Outside of all my bodily reasons for not wanting to carry a child, there are other factors as well. This world is cruel and broken and full of evil I don’t know how to remedy, sure, but there are things within my support system’s framework that I have trouble reconciling with being a mother.

There are people who will not love or accept my child if they are gay. There are people who will make my child feel less than if they decide to dress outside their gender norms. There are people who will shove an idea of God in their face that I will not approve or condone. There are people who will make my child feel belittled because of who they were born to be, much like was done to me.

I shake with rage thinking about this because I have seen it. I have been on the receiving end of judgement and resentment and calloused views that are not born out of love. I have fought for myself and for those that I love because the blows just keep coming, the lack of acceptance is palpable in the air and I want to scream at everyone who operates out of intolerance that they can shove their beliefs where the sun doesn’t shine and leave them there because we don’t want to or need to hear it.

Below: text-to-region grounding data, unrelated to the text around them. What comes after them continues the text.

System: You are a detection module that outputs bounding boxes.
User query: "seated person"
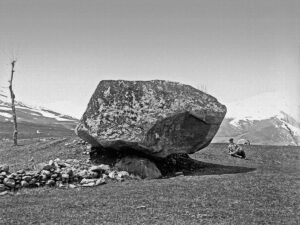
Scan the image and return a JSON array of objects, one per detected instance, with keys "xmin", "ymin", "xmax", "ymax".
[{"xmin": 228, "ymin": 138, "xmax": 246, "ymax": 159}]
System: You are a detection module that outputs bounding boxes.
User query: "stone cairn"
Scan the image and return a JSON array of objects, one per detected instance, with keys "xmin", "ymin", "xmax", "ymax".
[{"xmin": 0, "ymin": 159, "xmax": 139, "ymax": 195}]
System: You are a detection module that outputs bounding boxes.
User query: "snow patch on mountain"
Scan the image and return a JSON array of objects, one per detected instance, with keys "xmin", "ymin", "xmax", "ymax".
[
  {"xmin": 216, "ymin": 91, "xmax": 300, "ymax": 145},
  {"xmin": 0, "ymin": 87, "xmax": 77, "ymax": 123},
  {"xmin": 226, "ymin": 91, "xmax": 299, "ymax": 125}
]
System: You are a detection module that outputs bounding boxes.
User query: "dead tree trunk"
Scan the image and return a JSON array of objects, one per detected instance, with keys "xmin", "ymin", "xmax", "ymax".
[{"xmin": 9, "ymin": 60, "xmax": 18, "ymax": 145}]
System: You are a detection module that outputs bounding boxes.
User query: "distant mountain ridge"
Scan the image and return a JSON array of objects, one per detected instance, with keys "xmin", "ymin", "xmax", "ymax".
[
  {"xmin": 214, "ymin": 92, "xmax": 300, "ymax": 146},
  {"xmin": 0, "ymin": 87, "xmax": 78, "ymax": 139},
  {"xmin": 1, "ymin": 87, "xmax": 299, "ymax": 146}
]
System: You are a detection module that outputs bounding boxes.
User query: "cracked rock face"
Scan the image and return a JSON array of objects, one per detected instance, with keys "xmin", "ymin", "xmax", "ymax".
[{"xmin": 75, "ymin": 80, "xmax": 226, "ymax": 158}]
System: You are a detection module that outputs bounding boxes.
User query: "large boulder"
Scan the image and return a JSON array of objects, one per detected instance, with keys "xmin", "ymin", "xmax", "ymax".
[{"xmin": 76, "ymin": 80, "xmax": 226, "ymax": 158}]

I think of all the little things in my life that could have broken me, all the things that have broken people around me and I thank the good Lord every day for making me resilient. I thank the universe and everything in it that I was born strong and full of love for myself and those around me. But I don’t know if I’m strong enough to watch my children be broken by people and systems I have no control over. The thought of their hypothetical pain makes me weep because they may not be as hardened as me. They shouldn’t have to be.

But even with all this looming in my mind, I know I do want to be a mother. In this world where there is evil, I have also found immense beauty and there are children who need to be housed and fed and loved. I don’t want to birth a child, but I was to bring children into my home and protect them from a world that may not be so kind and show them the parts that will change them for the better..

Over and over again I am told that it’s not the same, that there is no love like the love that you have for your own flesh and blood, but my experience of love is not that small. In the vastness of the love I have experienced, I have been on the receiving and giving ends of love that surpasses the ones I was born into. Love is kind that way. Even when your flesh and blood is not there for you, someone can always step in. My children will be loved fully and profoundly. They will be mine to love and to shield from those who will see them as less worthy of that love. I’m not afraid to shove anyone who is a threat to them and their peace out of our lives.

I’m fearful of having to defend my children. I’m fearful of being a bad mother/ But someday I hope to fill every inch of my home with children who I can help mold into more loving humans, no matter who they are. Anyone who sees this as less than has never loved or been loved like I have. And anyone who tries to take that love away from my children will have to deal with me. When blood is not the end all be all, it’s easy to find someone else to take their place.